The Transportation Safety Board (TSB) released this week a number of investigation reports on light aircraft accidents, all three of which ended in fatalities.
On British Columbia’s Sunshine Coast, a Piper PA-28-140 Cherokee (C-GVZP) crashed into trees approximately 650 metres off the end of Runway 29 at the Sechelt airport (CAP3). The July 5, 2018 accident resulted in one fatality, the pilot, among the four family members on board the aircraft (two adults, a teenager and a child). It was to be the second sightseeing flight operated for family members that day.
The wind had been from the west during the earlier flight, and continued so while the pilot loaded the aircraft for the second flight. However, by the time he took position on Runway 29, the wind had become easterly. The aircraft became airborne approximately three-quarters of the way down the 2,400-foot runway. After climbing for several seconds, the Cherokee began to wallow. It maintained a nose-up attitude as it lost speed and, after crossing a ravine at the end of the runway, collided with trees after 30 seconds of flight. The three passengers escaped with minor injuries.

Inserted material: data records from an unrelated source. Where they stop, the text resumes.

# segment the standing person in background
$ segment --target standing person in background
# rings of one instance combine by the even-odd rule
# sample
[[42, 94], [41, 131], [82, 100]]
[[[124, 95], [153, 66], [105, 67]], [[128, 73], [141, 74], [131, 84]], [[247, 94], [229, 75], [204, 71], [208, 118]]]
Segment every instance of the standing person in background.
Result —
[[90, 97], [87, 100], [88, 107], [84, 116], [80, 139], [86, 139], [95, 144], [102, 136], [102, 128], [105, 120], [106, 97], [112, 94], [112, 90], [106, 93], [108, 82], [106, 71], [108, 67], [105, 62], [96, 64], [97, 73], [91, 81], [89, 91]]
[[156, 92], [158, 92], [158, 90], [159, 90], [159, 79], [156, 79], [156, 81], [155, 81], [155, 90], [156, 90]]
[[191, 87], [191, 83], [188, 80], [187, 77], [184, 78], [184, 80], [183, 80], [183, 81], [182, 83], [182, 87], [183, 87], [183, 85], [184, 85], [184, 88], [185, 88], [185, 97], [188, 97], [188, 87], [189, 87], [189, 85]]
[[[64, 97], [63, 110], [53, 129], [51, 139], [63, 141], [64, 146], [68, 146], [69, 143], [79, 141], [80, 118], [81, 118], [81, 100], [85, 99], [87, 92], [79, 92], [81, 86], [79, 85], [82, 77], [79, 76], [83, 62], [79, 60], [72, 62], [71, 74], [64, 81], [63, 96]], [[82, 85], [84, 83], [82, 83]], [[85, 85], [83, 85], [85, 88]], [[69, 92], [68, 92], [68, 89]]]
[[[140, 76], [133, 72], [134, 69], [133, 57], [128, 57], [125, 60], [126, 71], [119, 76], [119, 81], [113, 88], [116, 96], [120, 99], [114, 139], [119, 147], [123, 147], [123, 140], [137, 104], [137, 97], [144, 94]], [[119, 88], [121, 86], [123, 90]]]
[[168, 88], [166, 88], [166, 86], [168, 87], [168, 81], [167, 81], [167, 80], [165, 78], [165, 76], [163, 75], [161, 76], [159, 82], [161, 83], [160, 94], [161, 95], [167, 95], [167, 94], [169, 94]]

The TSB report noted that Runway 29 slopes slightly upward at an average of one percent (0.6°), and that this is not noted in the Canada Flight Supplement (CFS) nor is it indicated at the airport itself. Being a registered aerodrome, rather than a certified one, runway slope information is not required, but is optional. Also noted was the occasional presence of downdrafts and turbulence over the ravine, a phenomenon well known by local pilots, and that it too is absent from the CFS.
The TSB calculated the aircraft weight to be at or near gross. Weather conditions at the time of flight indicated a probable density altitude of 1500 feet. The TSB did not find any indication that the engine or any aircraft system was not performing as they should.
The following week, on July 12, 2018, the pilot of a privately-registered Bellanca 8KCAB Decathlon (C-GDLP) declared an emergency in the climb-out from Runway 15 at Toronto’s Buttonville airport (CYKZ) on a day with good weather conditions. Witnesses on the ground reported hearing ‘irregular’ engine noises emanating from the aircraft, which then began losing altitude rapidly while turning west. The Bellanca struck the ground in a right-bank, nose-down attitude. A post-impact fire ensued and the pilot was fatally injured.
A subsequent tear-down of the engine by the TSB resulted in no anomalies being found. Most of the rest of the wooden airframe was consumed by fire and no clues as to the cause of the accident were derived from it. The investigation also revealed that, although the pilot held only a student permit, he had logged around 111 hours of solo flight, with only 3.3 of them under the supervision of a flight instructor, contrary to regulations.
Two weeks later and back across the country near Black Diamond, Alberta, the pilot of a Piper PA-28-161 Warrior II (C-GVZJ) attempted to take off from a hayfield he had landed on earlier the same day (July 29). After barely leaving the ground, the aircraft struck bales of hay causing it to crash and rupturing the left fuel tank. A post-crash fire destroyed the aircraft.
Neither of the two occupants of the Warrior, both of whom were licensed pilots, was wearing available shoulder belts, and both sustained head injuries. However, the lap belts were used. One of the occupants was able to exit the aircraft. However, the other did not and died on the scene. Investigators were unable to determine who was acting as pilot-in-command.
The airframe was largely destroyed by the fire, and investigators were not able to determine if there was a control problem. Subsequent tear-down of the engine did not reveal any anomalies. Investigators did, however, note that the field was not prepared for aircraft use, with remaining hay three to four inches high. The field length was about 2,350 feet long.
All three of the above incidents are connected in that they occurred during the takeoff phase of flight. While the cause of the Buttonville accident remains unknown, the TSB stresses the importance of proper pilot training in handling the aircraft in emergency situations. The remaining two accidents suggest that closer attention be given to aircraft performance and runway conditions before flights are attempted.